I am working with a microservice that consumes messages from Kafka. It does some processing on the message and then inserts the result in a database. Only then am I acknowledging the message with Kafka.
It is required that I keep data loss to an absolute minimum but recovery rate is quick (avoid reprocessing message because it is expensive).
I realized that if there was to be some kind of failure, like my microservice would crash, my messages would be reprocessed. So I thought to add some kind of 'checkpoint' to my process by writing the state of the transformed message to the file and reading from it after a failure. I thought this would mean that I could move my Kafka commit to an earlier stage, only after writing to the file is successful.

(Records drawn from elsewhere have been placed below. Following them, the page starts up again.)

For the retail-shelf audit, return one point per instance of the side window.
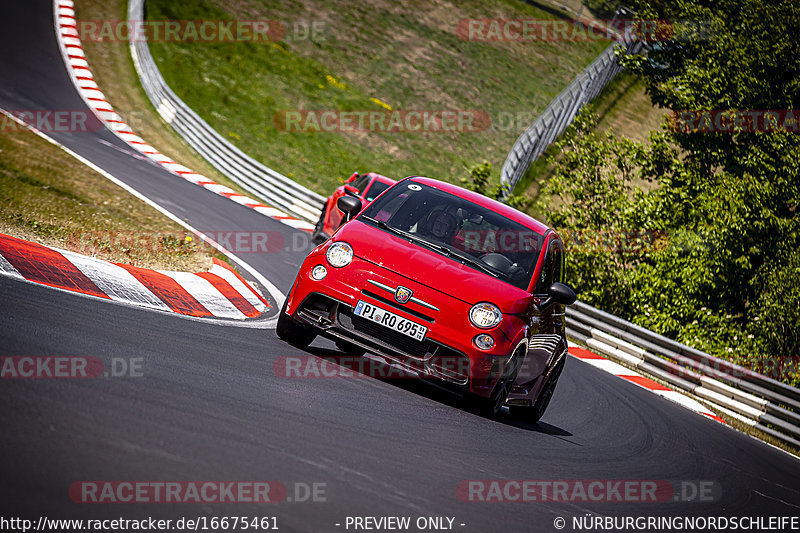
(553, 268)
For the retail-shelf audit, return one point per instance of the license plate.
(390, 320)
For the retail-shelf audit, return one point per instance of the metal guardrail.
(754, 399)
(561, 111)
(272, 187)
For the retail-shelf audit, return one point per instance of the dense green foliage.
(695, 234)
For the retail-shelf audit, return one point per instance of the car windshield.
(376, 189)
(458, 229)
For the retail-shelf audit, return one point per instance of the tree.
(720, 271)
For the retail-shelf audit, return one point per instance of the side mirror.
(558, 293)
(348, 205)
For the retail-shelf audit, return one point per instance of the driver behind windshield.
(440, 224)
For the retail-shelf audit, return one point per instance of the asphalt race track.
(209, 406)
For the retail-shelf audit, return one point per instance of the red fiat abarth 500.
(447, 283)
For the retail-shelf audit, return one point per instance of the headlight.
(339, 254)
(485, 315)
(484, 341)
(319, 272)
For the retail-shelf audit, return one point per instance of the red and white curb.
(220, 293)
(81, 75)
(606, 365)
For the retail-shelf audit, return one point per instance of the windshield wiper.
(383, 225)
(437, 247)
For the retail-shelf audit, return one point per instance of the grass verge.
(47, 196)
(368, 56)
(113, 69)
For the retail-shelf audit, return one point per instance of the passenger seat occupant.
(441, 225)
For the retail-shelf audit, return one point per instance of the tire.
(298, 335)
(537, 410)
(318, 236)
(490, 407)
(349, 348)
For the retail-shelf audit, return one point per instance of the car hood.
(434, 270)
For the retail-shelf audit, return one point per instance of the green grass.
(623, 108)
(407, 55)
(47, 196)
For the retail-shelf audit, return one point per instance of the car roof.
(381, 178)
(498, 207)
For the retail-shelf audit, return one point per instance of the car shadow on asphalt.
(372, 368)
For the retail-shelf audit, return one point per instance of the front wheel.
(536, 412)
(490, 407)
(296, 334)
(318, 236)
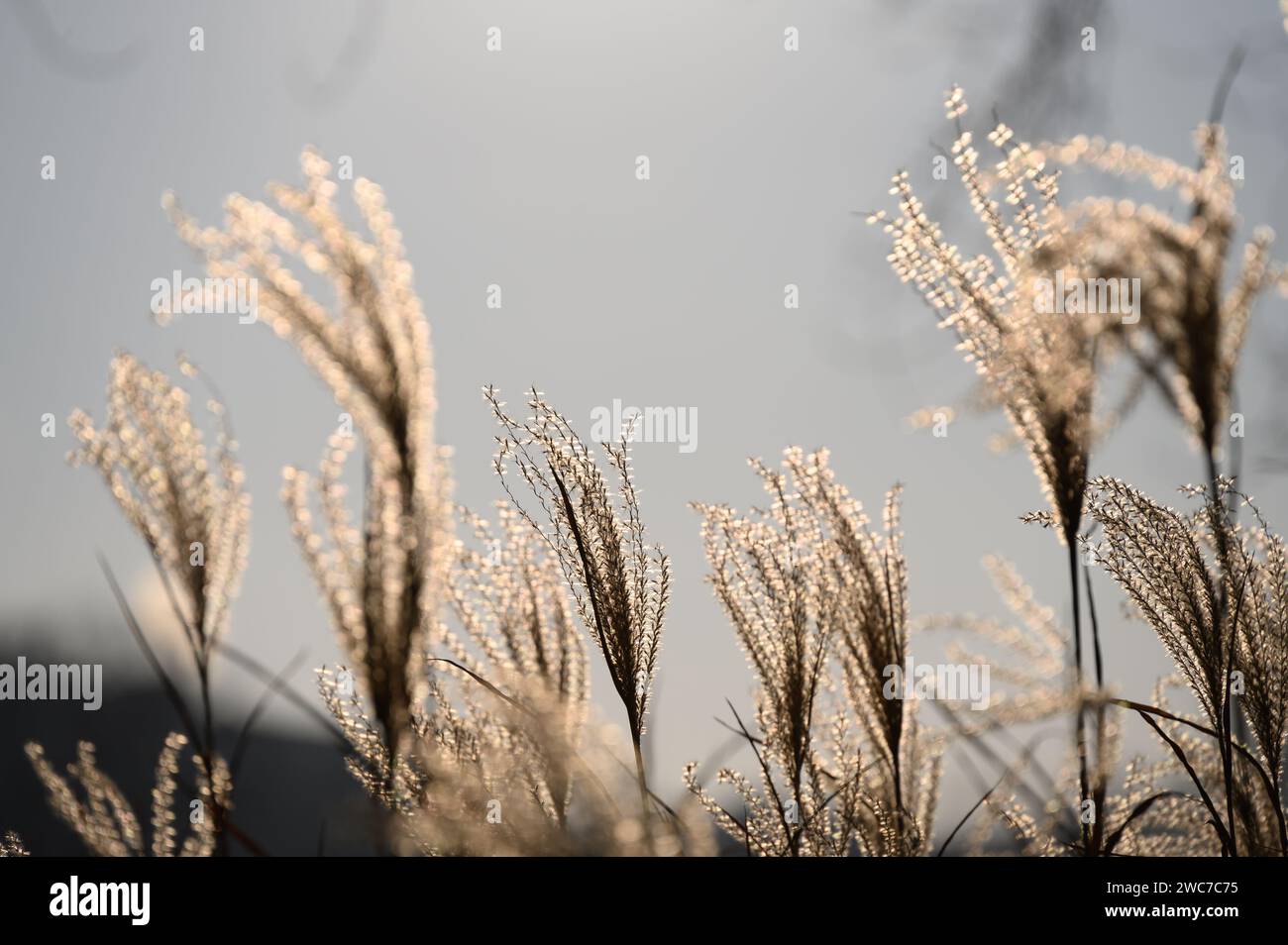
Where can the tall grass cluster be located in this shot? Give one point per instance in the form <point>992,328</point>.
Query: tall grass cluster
<point>463,700</point>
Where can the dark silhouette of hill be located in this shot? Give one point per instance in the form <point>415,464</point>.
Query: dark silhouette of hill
<point>292,794</point>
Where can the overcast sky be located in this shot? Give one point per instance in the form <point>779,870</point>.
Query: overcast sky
<point>518,167</point>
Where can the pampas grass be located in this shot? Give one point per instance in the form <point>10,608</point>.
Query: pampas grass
<point>471,725</point>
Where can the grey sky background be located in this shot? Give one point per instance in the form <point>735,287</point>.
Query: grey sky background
<point>516,167</point>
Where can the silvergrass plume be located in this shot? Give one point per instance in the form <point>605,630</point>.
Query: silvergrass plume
<point>621,586</point>
<point>382,583</point>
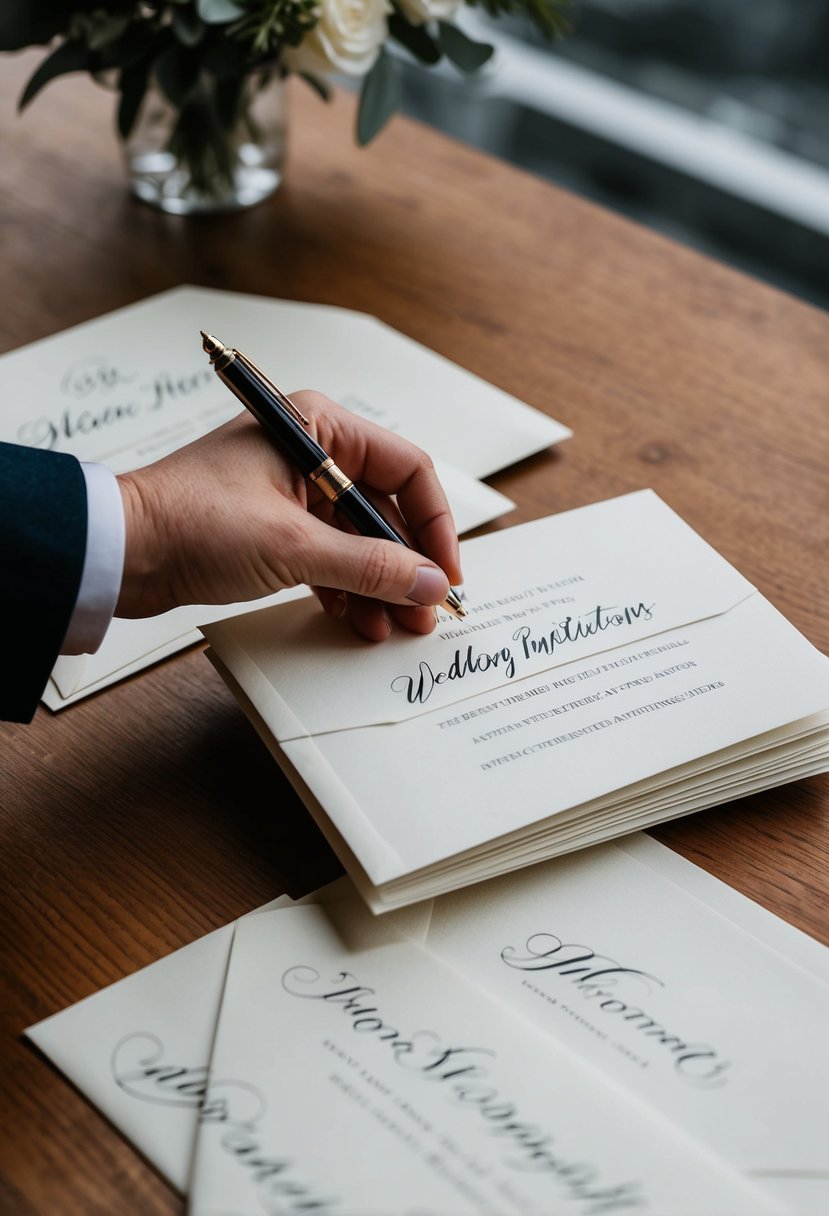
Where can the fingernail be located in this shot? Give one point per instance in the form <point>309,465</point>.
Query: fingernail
<point>430,585</point>
<point>336,606</point>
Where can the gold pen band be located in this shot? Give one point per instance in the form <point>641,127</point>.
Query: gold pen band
<point>331,479</point>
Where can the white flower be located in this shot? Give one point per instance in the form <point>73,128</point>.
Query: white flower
<point>418,11</point>
<point>347,38</point>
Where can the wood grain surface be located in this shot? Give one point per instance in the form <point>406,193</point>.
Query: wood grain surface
<point>150,814</point>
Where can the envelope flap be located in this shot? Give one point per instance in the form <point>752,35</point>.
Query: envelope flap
<point>539,596</point>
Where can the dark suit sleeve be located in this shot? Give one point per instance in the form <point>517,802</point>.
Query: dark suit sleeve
<point>43,541</point>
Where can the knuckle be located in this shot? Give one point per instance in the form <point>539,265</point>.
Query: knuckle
<point>377,570</point>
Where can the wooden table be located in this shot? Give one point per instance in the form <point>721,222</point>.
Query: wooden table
<point>130,826</point>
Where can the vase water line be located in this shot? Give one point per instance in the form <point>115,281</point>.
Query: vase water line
<point>220,151</point>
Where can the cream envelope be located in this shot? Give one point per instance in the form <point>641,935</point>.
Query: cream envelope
<point>354,1073</point>
<point>701,1003</point>
<point>140,1048</point>
<point>133,386</point>
<point>614,671</point>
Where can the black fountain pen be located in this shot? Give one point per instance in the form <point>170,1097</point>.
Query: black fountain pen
<point>286,426</point>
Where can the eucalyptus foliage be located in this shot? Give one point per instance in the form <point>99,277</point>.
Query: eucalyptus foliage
<point>214,45</point>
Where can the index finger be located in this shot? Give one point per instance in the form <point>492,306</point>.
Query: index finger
<point>390,465</point>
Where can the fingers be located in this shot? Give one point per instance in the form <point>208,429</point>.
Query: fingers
<point>389,463</point>
<point>376,569</point>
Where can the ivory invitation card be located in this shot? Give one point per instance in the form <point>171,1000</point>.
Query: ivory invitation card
<point>128,388</point>
<point>613,671</point>
<point>354,1073</point>
<point>708,1007</point>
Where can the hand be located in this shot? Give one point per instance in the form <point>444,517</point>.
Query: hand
<point>229,518</point>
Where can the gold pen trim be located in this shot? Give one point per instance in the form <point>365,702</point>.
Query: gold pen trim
<point>331,479</point>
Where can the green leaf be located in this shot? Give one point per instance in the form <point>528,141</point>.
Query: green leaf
<point>214,12</point>
<point>133,86</point>
<point>24,23</point>
<point>176,71</point>
<point>227,96</point>
<point>379,97</point>
<point>321,88</point>
<point>415,38</point>
<point>69,56</point>
<point>187,26</point>
<point>461,50</point>
<point>108,31</point>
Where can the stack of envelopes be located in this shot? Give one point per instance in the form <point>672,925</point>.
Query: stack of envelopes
<point>613,1031</point>
<point>613,671</point>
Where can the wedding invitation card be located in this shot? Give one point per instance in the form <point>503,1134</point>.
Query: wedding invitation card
<point>134,386</point>
<point>613,671</point>
<point>353,1071</point>
<point>667,983</point>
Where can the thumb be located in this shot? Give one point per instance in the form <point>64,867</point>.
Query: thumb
<point>379,569</point>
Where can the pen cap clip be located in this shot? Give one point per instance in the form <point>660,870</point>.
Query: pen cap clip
<point>285,401</point>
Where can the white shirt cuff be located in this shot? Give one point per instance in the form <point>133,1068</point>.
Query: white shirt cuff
<point>103,562</point>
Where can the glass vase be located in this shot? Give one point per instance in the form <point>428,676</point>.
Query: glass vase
<point>221,150</point>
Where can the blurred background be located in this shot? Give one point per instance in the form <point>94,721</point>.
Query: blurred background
<point>706,119</point>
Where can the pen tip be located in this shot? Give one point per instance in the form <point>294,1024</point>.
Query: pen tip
<point>210,345</point>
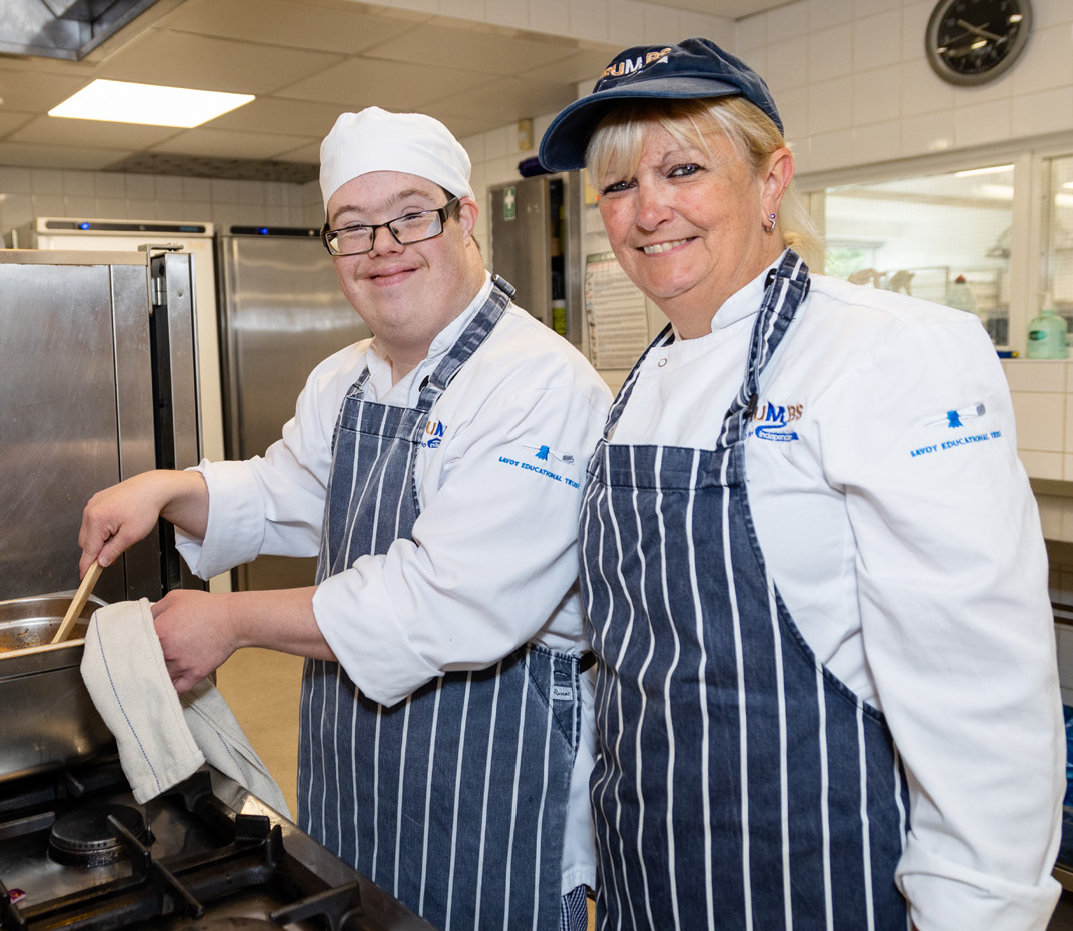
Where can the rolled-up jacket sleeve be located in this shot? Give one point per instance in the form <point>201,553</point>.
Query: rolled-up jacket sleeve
<point>275,503</point>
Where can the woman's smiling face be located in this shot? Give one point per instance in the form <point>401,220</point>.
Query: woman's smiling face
<point>687,225</point>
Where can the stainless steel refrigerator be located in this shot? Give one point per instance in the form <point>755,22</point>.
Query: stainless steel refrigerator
<point>98,383</point>
<point>280,312</point>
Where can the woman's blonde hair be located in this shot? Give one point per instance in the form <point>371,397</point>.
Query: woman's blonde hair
<point>615,149</point>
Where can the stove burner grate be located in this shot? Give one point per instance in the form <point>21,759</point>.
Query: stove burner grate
<point>87,838</point>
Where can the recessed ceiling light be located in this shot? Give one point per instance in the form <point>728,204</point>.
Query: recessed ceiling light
<point>990,170</point>
<point>125,102</point>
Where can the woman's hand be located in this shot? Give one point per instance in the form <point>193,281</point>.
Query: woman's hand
<point>118,517</point>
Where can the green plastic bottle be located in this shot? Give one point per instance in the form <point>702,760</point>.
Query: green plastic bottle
<point>1046,336</point>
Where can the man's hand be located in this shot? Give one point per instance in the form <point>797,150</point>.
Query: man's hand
<point>118,517</point>
<point>196,633</point>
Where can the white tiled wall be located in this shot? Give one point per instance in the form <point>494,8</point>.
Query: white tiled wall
<point>26,193</point>
<point>1044,407</point>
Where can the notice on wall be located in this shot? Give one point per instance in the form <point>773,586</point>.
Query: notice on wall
<point>615,308</point>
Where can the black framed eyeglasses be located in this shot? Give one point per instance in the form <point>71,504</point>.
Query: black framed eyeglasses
<point>407,230</point>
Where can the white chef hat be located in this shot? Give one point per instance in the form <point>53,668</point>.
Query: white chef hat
<point>378,141</point>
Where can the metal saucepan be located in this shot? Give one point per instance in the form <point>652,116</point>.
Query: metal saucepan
<point>47,719</point>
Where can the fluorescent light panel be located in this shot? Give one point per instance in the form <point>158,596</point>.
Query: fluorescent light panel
<point>126,102</point>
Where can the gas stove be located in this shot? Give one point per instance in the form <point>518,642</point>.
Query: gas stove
<point>77,852</point>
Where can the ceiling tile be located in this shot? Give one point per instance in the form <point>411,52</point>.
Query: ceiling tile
<point>279,115</point>
<point>220,144</point>
<point>398,86</point>
<point>59,157</point>
<point>187,60</point>
<point>488,52</point>
<point>25,90</point>
<point>59,131</point>
<point>290,25</point>
<point>509,99</point>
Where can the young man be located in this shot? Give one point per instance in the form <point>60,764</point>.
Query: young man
<point>437,470</point>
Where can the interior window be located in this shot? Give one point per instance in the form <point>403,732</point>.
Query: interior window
<point>1057,283</point>
<point>943,237</point>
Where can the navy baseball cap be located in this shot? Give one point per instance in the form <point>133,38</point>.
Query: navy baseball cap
<point>694,68</point>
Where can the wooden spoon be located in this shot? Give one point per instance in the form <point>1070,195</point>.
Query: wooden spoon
<point>78,602</point>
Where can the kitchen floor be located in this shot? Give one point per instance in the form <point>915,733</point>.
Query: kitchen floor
<point>262,688</point>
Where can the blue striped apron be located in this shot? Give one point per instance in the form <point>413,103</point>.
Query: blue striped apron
<point>454,799</point>
<point>738,783</point>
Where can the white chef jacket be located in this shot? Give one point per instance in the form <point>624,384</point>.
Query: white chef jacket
<point>493,560</point>
<point>909,552</point>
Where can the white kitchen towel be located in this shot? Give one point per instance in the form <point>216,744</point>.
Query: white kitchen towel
<point>163,737</point>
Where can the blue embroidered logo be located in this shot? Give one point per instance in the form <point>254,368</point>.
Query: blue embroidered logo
<point>775,422</point>
<point>435,431</point>
<point>543,454</point>
<point>955,420</point>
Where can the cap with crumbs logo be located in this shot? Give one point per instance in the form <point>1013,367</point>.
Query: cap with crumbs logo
<point>694,68</point>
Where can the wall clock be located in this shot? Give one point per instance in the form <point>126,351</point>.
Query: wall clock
<point>970,42</point>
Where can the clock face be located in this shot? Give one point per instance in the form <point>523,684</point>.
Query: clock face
<point>974,41</point>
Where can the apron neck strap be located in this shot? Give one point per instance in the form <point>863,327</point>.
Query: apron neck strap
<point>471,337</point>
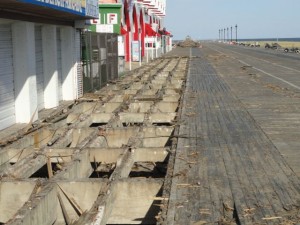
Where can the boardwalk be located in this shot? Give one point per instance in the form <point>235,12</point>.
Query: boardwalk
<point>227,169</point>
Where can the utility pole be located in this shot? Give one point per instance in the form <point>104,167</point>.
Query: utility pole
<point>236,33</point>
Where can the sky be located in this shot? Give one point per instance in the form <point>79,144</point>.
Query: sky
<point>202,19</point>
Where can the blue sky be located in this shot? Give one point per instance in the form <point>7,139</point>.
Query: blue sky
<point>255,18</point>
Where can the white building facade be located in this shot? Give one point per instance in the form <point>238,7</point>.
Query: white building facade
<point>39,55</point>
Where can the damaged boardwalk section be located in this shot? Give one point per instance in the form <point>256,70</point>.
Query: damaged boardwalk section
<point>105,162</point>
<point>170,144</point>
<point>227,171</point>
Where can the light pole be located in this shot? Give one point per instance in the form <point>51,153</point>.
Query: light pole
<point>236,33</point>
<point>227,34</point>
<point>221,35</point>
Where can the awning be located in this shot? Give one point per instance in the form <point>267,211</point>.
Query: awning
<point>123,31</point>
<point>149,31</point>
<point>53,12</point>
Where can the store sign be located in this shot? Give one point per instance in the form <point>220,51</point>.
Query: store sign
<point>104,28</point>
<point>79,7</point>
<point>112,18</point>
<point>135,51</point>
<point>92,8</point>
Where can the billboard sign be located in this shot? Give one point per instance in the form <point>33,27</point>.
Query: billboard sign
<point>84,8</point>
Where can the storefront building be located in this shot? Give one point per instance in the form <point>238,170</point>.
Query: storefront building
<point>40,55</point>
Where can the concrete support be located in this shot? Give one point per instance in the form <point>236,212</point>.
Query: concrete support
<point>50,66</point>
<point>24,72</point>
<point>68,63</point>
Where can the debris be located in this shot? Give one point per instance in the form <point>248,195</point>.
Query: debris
<point>272,218</point>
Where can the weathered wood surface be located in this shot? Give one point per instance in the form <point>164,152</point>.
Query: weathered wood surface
<point>227,171</point>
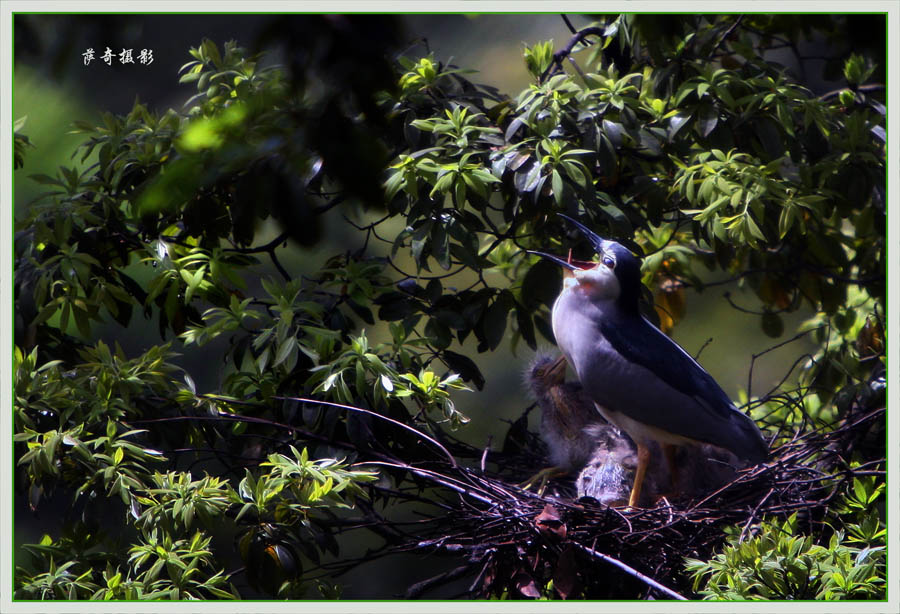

But then, upon further thinking, I realized that if there was to be a failure on the file system, I might not find my files e.g. using a cloud file service might still have a chance of failure even if the marketed rate is that of >99% availability. I might end up in an inconsistent state where I have data in my Kafka topic (which is unaccessible because the Kafka offset has been committed) but I have lost my file on the file system. This made me realize that I should send the Kafka commit at a later stage.
So now, considering the above two design decisions, it feels like there is a tradeoff between not missing data and minimizing time to recover from failure. Am I being unrealistic in my concerns? Is there some design pattern that I can follow to minimize the tradeoffs? How do I reason about this situation? Here I thought that maybe the Saga pattern is appropriate, but am I overcomplicating things?